In 1931, Enzo finished in second place at the Circuito Tre Province, which would be his last time competing as a driver. He wanted to focus on his family and the birth of his first son Alfredo more commonly called Dino.
However, he still continued working with Scuderia and building cars for Alfa until 1939. In September of that year, he left his position as Head of Alfa Corse to form his own car company Auto Avio Costruzioni in his hometown of Modena, Italy. As a condition of his departure, he was required not to use the Ferrari name in association with any of his cars or races for at least four years after. Honoring the agreement, the company name wasn’t changed to Auto Costruzioni Ferrari until 1957, and first car to bare the name Ferrari was released the Ferrari 125 S.
In 1945, Ferrari introduced a V12 engine which became one of its signatures. It wasn’t until 1947, nearly ten years after Enzo left Alfa that the first Ferrari model the 125 S or 125 Sport, rolled out of the factory entrance of the Via Abetone Inferiore in Maranello, Italy. There were only two models originally produced. The car was entered into its first competitive race in May of that year at the Piacenza Circuit, and on the 25th won the Rome Grand Prix. The car was set to be released earlier, however, the date was pushed back due to the effects of World War II. After the Modena factory was hit by bombs, the company moved to Maranello and built the legendary factory that it still uses today.
The next few decades, the Italian auto company prospered with its cars competing in and winning major races including the: Mille Miglia (1948), Le Mans 24 Hour Race (1949) and the Formula One World Championship Grand Prix (1951).
In the early 1950s, race car driver Luigi Chinetti opened the first Ferrari showroom and dealership in United States. Until this point, Ferraris were really only available to wealthy racing enthusiasts and for competing in races. The location later moved from Manhattan to Connecticut, but the Ferrari market in the US became and still is one of the most lucrative in the world.
In 1956, tragedy struck when Enzo’s eldest son Dino died of muscular dystrophy. The 1960s were a time of transition for the company.
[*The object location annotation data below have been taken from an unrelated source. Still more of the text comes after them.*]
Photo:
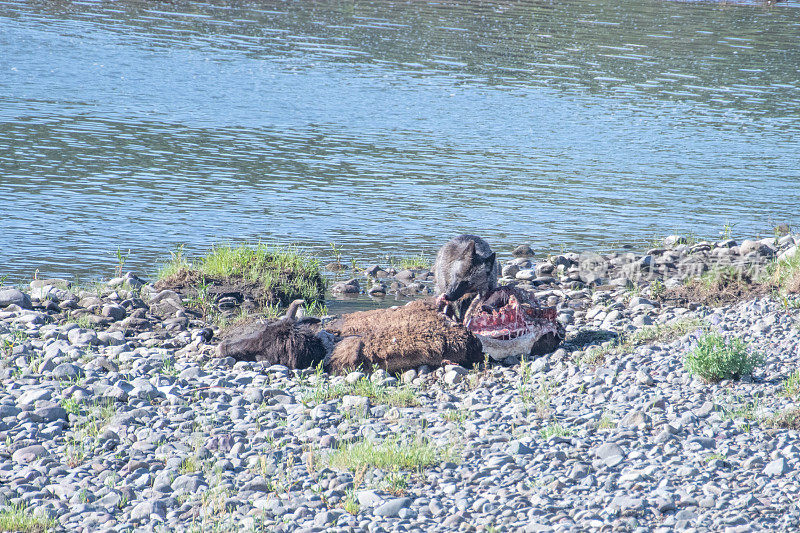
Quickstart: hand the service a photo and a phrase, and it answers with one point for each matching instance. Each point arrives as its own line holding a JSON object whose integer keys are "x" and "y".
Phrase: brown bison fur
{"x": 282, "y": 342}
{"x": 399, "y": 339}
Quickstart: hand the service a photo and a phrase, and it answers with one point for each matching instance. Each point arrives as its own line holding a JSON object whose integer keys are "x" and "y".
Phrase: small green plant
{"x": 791, "y": 385}
{"x": 315, "y": 309}
{"x": 414, "y": 262}
{"x": 456, "y": 416}
{"x": 17, "y": 517}
{"x": 322, "y": 391}
{"x": 71, "y": 406}
{"x": 715, "y": 358}
{"x": 190, "y": 465}
{"x": 168, "y": 366}
{"x": 657, "y": 288}
{"x": 713, "y": 456}
{"x": 606, "y": 422}
{"x": 398, "y": 452}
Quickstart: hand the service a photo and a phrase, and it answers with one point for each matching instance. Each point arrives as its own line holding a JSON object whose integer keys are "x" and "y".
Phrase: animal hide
{"x": 282, "y": 342}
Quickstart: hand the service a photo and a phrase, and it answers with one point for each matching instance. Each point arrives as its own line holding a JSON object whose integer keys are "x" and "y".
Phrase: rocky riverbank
{"x": 115, "y": 416}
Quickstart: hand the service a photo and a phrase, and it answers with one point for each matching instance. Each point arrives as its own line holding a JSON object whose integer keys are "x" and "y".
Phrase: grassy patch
{"x": 19, "y": 518}
{"x": 647, "y": 335}
{"x": 716, "y": 358}
{"x": 266, "y": 274}
{"x": 351, "y": 504}
{"x": 190, "y": 465}
{"x": 791, "y": 385}
{"x": 395, "y": 453}
{"x": 720, "y": 286}
{"x": 555, "y": 430}
{"x": 413, "y": 262}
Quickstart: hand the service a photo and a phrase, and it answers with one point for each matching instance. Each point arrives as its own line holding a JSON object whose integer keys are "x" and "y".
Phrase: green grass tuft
{"x": 649, "y": 334}
{"x": 791, "y": 385}
{"x": 396, "y": 396}
{"x": 716, "y": 358}
{"x": 394, "y": 453}
{"x": 284, "y": 273}
{"x": 555, "y": 430}
{"x": 19, "y": 518}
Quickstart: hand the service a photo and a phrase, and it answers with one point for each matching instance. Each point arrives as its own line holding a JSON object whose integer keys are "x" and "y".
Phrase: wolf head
{"x": 461, "y": 269}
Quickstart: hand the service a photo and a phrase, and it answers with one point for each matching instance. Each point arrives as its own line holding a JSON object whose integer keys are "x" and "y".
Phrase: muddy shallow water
{"x": 387, "y": 128}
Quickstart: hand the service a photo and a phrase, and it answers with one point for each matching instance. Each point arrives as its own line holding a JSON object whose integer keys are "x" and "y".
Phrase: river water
{"x": 386, "y": 127}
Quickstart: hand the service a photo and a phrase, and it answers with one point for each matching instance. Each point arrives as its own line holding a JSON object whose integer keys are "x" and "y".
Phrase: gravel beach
{"x": 116, "y": 416}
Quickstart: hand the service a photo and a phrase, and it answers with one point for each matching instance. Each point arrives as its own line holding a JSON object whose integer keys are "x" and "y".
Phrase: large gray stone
{"x": 67, "y": 371}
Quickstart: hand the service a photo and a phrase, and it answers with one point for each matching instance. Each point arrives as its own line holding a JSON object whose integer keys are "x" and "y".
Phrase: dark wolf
{"x": 465, "y": 264}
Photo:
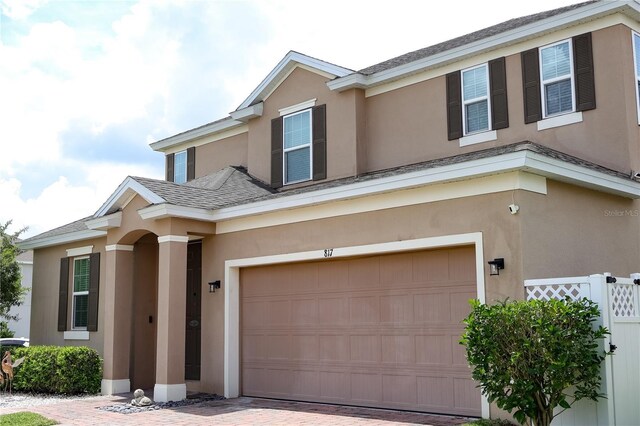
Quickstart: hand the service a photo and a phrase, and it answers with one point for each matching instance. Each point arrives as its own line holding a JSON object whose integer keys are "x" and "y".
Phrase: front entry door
{"x": 194, "y": 291}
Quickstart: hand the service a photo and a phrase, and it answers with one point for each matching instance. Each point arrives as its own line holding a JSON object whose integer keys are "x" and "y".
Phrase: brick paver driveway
{"x": 238, "y": 411}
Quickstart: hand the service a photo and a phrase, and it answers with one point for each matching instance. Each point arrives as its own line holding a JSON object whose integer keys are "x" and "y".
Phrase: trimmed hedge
{"x": 67, "y": 370}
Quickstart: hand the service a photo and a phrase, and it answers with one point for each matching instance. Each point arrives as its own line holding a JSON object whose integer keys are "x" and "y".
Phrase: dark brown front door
{"x": 194, "y": 290}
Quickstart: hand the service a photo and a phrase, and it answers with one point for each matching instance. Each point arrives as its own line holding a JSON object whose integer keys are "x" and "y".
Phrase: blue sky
{"x": 86, "y": 85}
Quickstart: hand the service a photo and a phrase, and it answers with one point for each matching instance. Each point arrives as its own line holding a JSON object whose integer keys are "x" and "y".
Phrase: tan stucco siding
{"x": 217, "y": 155}
{"x": 45, "y": 290}
{"x": 300, "y": 86}
{"x": 408, "y": 125}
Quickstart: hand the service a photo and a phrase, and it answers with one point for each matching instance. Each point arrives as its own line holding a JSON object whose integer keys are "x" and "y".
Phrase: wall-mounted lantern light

First, in 1961, members of the company including chief engineers Carlo Chiti and Giotto Bizzarrini left and went on to form another auto company called ATS. They had intended for it to be a direct competitor with Ferrari at the time. The departure was said to stem from disputes over Enzo’s wife Laura and her heavy involvement in the running of the company.
Engineer Mauro Forghieri and body designer Sergio Scaglietti were hired to finish the 250 GTO, which, ironically, came to be known as one of the most iconic sports cars of all time.
In the late 1960s, Enzo realized that in order for the company to remain successful and grow in face of competition and market challenges, it needed a partner. In 1969, it found one in the Fiat Group, which bought a 50% stake in the business.
In 1987, the F40 was released. It would be the last model created under Enzo Ferrari. The following year, he died at the age of 90, and the Fiat Group increased its stake in the company to 90%.
After Enzo’s death, Luca di Montezemolo was appointed as the new chairman of Ferrari from 1991 to October of 2014. He was replaced by the current CEO, Sergio Marchionne and plans were announced to separate Ferrari from the Fiat Group. In 2015, the Ferrari N.V. became an IPO and launched on the New York Stock Exchange at a value of nearly $10 billion, and Milan Stock Exchange in 2016.